Viewers had the option of or formats. What most people do not know is that Karen's mysterious death haunted a huge Enronlike company. Once she feels she has gathered sufficient documentation, Silkwood contacts a reporter from and arranges a nighttime meeting. Factual accuracy was maintained throughout the script, with some incidents exactly parallel to the real-life experiences of Karen Silkwood. Karen had been a union activist with the Oil, Chemical, and Atomic Workers' Union who was a vocal advocate for plant safety. Silkwood herself had forty times the legal limit of radioactive contamination in her system.
Even her home is no longer safe. Kurt Russell and Cher played their roles quite admirably. After all, I think lung cancer from smoking was far less riskier than working in a nuclear plant. The headlights Karen sees in her rear-view mirror are not the last thing we see that frightens us. After watching Silkwood, I became fascinated and mesmerized by the true story behind it. Filming lasted from September 7, 1982 to November 26, 1982. This is too bad, because on other levels Silkwood is a strong and imaginative film.
Now anything that can keep teenagers interested in plutonium and nuclear energy is worth all the trouble. There is the fear of the unknown at the plant -- trucks being dismantled and buried behind barbed wire, under guard and under cover of darkness. There is fear when Karen sticks her neck out -- talking to union reps, traveling to Washington, and being sent back to work with a dangerous assignment: to gather evidence. It is a well written film, and masterfully acted by Streep and her castmates. Their worries seem more and more valid as the movie progresses. These are not actor position marks, but repeating parts of the quilt pattern.
And so, every day, they live in fear of losing their jobs. When Silkwood and other workers become contaminated by radiation, plant officials try to blame her for the incident. Drew's body lining up on the marks is just chance. Trivia One of the first major tasks that had to tackle when she arrived on location was to find the right look for her character Dolly. She interacts with union officials who appear to be more interested in the publicity she is generating than her welfare and that of her co-workers. Intent on continuing her investigation, Karen discovers a suspicious development: She has been exposed to high levels of radiation.

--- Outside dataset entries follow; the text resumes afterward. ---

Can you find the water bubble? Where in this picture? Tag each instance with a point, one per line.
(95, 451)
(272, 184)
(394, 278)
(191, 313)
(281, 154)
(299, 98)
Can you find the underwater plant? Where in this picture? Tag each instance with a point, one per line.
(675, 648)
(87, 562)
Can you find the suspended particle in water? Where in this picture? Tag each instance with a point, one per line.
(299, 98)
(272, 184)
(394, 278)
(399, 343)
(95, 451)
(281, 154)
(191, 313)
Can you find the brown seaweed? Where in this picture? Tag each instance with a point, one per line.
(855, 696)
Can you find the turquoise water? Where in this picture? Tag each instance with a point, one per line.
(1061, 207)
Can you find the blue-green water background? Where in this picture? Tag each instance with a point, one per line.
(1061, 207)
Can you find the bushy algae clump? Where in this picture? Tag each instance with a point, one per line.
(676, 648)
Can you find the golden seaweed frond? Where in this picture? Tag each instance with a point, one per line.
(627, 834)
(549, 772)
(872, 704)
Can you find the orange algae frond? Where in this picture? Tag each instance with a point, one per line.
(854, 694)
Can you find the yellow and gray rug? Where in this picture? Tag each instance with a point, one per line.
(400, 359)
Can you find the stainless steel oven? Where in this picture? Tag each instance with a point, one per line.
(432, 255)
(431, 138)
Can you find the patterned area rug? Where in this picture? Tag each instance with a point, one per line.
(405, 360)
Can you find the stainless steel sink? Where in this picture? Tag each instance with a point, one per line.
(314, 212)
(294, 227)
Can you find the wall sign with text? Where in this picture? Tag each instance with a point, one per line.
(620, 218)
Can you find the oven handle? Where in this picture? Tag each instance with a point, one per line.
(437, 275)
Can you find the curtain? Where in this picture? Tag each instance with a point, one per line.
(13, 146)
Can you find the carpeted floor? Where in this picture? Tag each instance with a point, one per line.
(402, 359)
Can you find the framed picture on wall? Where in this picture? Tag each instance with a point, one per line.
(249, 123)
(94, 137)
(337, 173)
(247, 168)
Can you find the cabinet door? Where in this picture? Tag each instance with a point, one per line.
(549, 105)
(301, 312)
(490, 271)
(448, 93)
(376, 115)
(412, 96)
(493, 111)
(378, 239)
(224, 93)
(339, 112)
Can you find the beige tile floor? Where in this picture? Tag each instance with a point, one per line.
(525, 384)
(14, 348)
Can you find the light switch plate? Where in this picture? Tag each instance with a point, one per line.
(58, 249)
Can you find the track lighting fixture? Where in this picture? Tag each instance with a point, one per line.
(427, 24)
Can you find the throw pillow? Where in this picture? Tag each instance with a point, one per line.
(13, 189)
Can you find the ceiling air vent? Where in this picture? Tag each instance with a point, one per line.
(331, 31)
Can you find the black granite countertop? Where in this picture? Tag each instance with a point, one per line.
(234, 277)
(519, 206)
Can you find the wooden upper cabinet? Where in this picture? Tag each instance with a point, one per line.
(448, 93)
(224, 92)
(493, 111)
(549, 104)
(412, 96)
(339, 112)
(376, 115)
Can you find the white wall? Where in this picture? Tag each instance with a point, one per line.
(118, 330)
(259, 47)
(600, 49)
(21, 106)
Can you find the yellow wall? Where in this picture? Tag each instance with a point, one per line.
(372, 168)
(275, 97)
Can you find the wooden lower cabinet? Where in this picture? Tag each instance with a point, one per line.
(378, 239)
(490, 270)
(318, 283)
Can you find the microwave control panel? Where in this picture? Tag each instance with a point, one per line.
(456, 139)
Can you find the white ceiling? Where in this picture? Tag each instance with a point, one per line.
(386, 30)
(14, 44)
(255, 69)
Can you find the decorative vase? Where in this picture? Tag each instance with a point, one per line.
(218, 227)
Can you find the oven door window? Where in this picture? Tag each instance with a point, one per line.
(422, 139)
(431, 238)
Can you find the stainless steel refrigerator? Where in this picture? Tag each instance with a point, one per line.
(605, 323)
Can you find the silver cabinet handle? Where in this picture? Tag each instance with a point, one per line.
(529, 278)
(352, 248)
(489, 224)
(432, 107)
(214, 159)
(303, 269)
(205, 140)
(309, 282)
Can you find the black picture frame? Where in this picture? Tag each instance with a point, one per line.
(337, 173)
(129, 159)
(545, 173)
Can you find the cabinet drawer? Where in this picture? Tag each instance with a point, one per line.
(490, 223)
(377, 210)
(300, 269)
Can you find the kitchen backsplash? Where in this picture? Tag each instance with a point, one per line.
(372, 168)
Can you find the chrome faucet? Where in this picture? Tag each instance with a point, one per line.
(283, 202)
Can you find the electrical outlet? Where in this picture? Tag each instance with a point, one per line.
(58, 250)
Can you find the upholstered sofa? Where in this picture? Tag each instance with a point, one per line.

Thelma is probably only in her 40s, but she looks like she's ready for retirement, due to the hard life she has lived. The Anchor Bay release is long out of print. Because the plant has fallen behind on a major contract—ostensibly to provide fuel rods for a at the —employees are required to work long hours of overtime. Nichols has yet done in films, and that would include Who's Afraid of Virginia Woolf? The film received positive reviews and was a box office success, with particular attention focused on the performances by the three leads. The scene fades in on the aftermath of her fatal one-car crash.